Page MenuHomePhabricator

User genders publicly disclosed in wiki-replicas global_preferences and user_properties tables
Closed, DeclinedPublic

Description

Summary
The Security-Team recently completed an audit of the configuration file maintain-views.yaml, in order to explore whether wiki-replicas pose some privacy risks for the contributors supporting Wikimedia projects. As part of the conclusions, it is recommended that gender data be redacted from replicas, irrespective of whether users disclosed it in their preference, willingly or not.

Broader context
Wiki-replicas currently allow users to pull information on a user's gender, provided that it was disclosed in their local or global profile preferences. Below are illustrations of a queries allowing users to collect details about gender from the centralauth_p database.

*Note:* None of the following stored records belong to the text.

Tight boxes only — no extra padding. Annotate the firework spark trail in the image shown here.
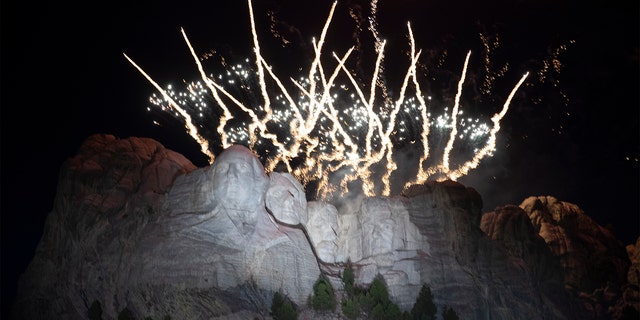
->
[449,72,529,180]
[442,51,471,173]
[124,54,215,159]
[125,0,528,198]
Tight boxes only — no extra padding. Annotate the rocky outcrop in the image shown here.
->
[14,135,638,319]
[520,196,630,319]
[14,135,320,319]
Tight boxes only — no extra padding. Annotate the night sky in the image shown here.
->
[0,0,640,318]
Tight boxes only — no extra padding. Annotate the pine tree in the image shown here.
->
[411,284,438,320]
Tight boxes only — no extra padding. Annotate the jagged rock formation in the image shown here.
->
[14,135,639,319]
[520,196,630,319]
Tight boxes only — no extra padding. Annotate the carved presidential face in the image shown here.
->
[266,172,307,225]
[212,145,269,212]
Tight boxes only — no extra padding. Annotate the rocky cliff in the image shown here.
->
[14,135,640,319]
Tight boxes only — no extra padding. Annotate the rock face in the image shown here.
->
[10,135,320,319]
[14,135,640,319]
[520,196,637,319]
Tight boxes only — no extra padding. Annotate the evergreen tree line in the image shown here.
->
[271,263,459,320]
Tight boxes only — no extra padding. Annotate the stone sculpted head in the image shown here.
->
[211,145,269,215]
[266,172,307,225]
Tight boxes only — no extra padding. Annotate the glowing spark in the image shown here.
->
[125,0,528,198]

SELECT gu_name,  gp_value as gender, gu_home_db as homewiki, gu_registration
FROM global_preferences
LEFT JOIN globaluser ON gp_user = gu_id
WHERE gp_property = 'gender'
LIMIT 100;

Here is a similar query run on eswiki_p, which highlights Spanish Wikipedia editors who have disclosed their genders.

SELECT * 
FROM user_properties
WHERE up_property = 'gender'
LIMIT 100;

Event Timeline

Restricted Application added a subscriber: Aklapper. · View Herald Transcript

Note this information is already public by MediaWiki itself, this is not something specific to the replicas. See https://cs.wikipedia.org/w/index.php?title=Wikipedista:Martin_Urbanec/P%C3%ADskovi%C5%A1t%C4%9B/3&oldid=20068901.

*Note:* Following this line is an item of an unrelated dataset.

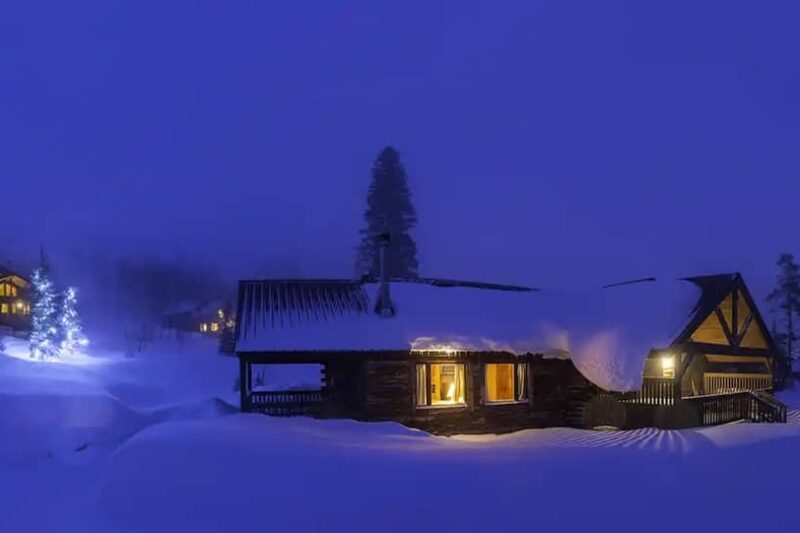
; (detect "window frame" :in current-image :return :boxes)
[413,361,469,409]
[481,361,531,406]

Also note it is very hard to not reveal this information at the wikis themselves, as this is used in things like Special:Log/block in languages that are gender-sensitive.

Note this information is already public by MediaWiki itself, this is not something specific to the replicas. See https://cs.wikipedia.org/w/index.php?title=Wikipedista:Martin_Urbanec/P%C3%ADskovi%C5%A1t%C4%9B/3&oldid=20068901.

Also note it is very hard to not reveal this information at the wikis themselves, as this is used in things like Special:Log/block in languages that are gender-sensitive.

And we literally have an API that exposes it: https://en.wikipedia.org/w/api.php?action=query&list=users&ususers=Legoktm&usprop=groups|editcount|gender

@sguebo_WMF Is this a modification of the approval given in T150679: Some Labs DB user_properties view fields are sensitive to expose that preference?

Thank you for bringing this one up, @bd808. To be honest, I wasn't even aware of that 5 year-old ticket. Otherwise, I think I would have probably framed this ticket differently. My understanding of that former conversation is that unlike the language, skin, timecorrection, and varient properties, gender was not redacted as it was not considered problematic. However, our privacy policy views gender as a personally identifying information. Having that PII publicly available, either through the API or MW templates, threatens folks privacy and is therefore problematic, irrespective of whether we think that displaying that PII has negligible consequence.

I concur that the gender property is embed in existing on-wiki practices, as Martin pointed out above, and has valuable use cases beyond just the wiki-replicas. But, as I commented in this related ticket, I don't think because that same piece of information is available elsewhere we should refrain from considering ways to mitigate a privacy issue when there is one. That was the original intent behind this audit: surfacing the privacy issues that the replicas may bring or amplify, and opening the floor for considerations around mitigations.

Here's the form when you set your gender, where it clearly says "This information will be public":

Screenshot 2021-06-25 at 12-14-02 Preferences - MediaWiki.png (634×2 px, 91 KB)

I don't really see how the privacy policy really applies here given that clear disclosure.

For what it's worth, gender is mostly used for l10n purposes so the software can refer to people in their preferred pronouns/gender, which is why it needs to be public. This is especially important in languages where words are gendered, e.g. in Spanish my userpage is located at https://es.wikipedia.org/wiki/Usuario:Legoktm and not Usuaria. I think it would be a step in the wrong direction if we were going to make it harder to do that.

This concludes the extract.